O Governo de Mato Grosso do Sul lançou licitação no valor de R$ 102 milhões para pavimentar 22 quilômetros da rodovia MS-324, no município de Água Clara. O edital, publicado na edição desta sexta-feira (1º) do Diário Oficial do Estado, estabelece como critério de julgamento o menor preço. A abertura do certame está prevista para o dia 18 de agosto.
O investimento integra o programa estadual “Rodar Bem MS”, que prevê a recuperação e pavimentação de 1.529 quilômetros de 31 rodovias sem asfalto entre os anos de 2024 e 2026. O objetivo é melhorar o escoamento da produção, especialmente nas regiões de maior atividade industrial e agrícola.
Outras rodovias da região do Vale da Celulose também estão contempladas. A MS-377, por exemplo, terá 48 quilômetros restaurados ao custo de R$ 24 milhões. Já a MS-320, via de acesso a Três Lagoas, receberá investimento de R$ 276 milhões. A MS-316, em Inocência, será pavimentada em um trecho de 38,05 quilômetros, com aporte de R$ 146 milhões.
Essas obras atendem diretamente às demandas logísticas das fábricas de papel e celulose instaladas no Estado, um dos setores que mais cresce em Mato Grosso do Sul. Segundo estudo da Indústria Brasileira de Árvores (Ibá), a expansão do setor deve gerar cerca de 100 mil novos empregos até 2032, sendo 24 mil diretos e 69 mil indiretos.
Só nos primeiros cinco meses de 2025, o setor foi responsável por 933 vagas com carteira assinada — o equivalente a 31% dos novos postos de trabalho criados na agropecuária no período. Atualmente, seis fábricas operam em Mato Grosso do Sul, com destaque para a nova planta da Bracell, em fase de licenciamento em Bataguassu. Com investimento previsto de R$ 25 bilhões, o empreendimento poderá gerar até 12 mil empregos durante as obras e 7 mil postos permanentes.
Em Três Lagoas, a Eldorado anunciou investimento de R$ 1,9 bilhão para ampliar sua unidade. O governo do Estado também fala na atração de uma sétima fábrica para Água Clara.
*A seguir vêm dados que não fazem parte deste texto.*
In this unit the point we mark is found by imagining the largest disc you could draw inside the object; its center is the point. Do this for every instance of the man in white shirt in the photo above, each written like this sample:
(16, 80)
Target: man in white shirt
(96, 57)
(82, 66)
O crescimento da cadeia da celulose tem pressionado a infraestrutura dos municípios, com aumento na demanda por moradias, escolas e serviços públicos. Ao mesmo tempo, há movimentação interna de trabalhadores e necessidade de qualificação profissional. Dados do IBGE e da Famasul mostram que o número de empregos diretos no setor mais que dobrou entre 2010 e 2023, passando de 11,3 mil para 23 mil, o que representa 3,59% do total de vagas formais no Estado.
Além dos impactos econômicos, a atividade impulsiona a recuperação ambiental, com aumento das áreas de florestas plantadas e redução da pecuária extensiva. O governo estadual aposta em políticas públicas e qualificação da mão de obra para acompanhar essa transformação e garantir o desenvolvimento sustentável da região.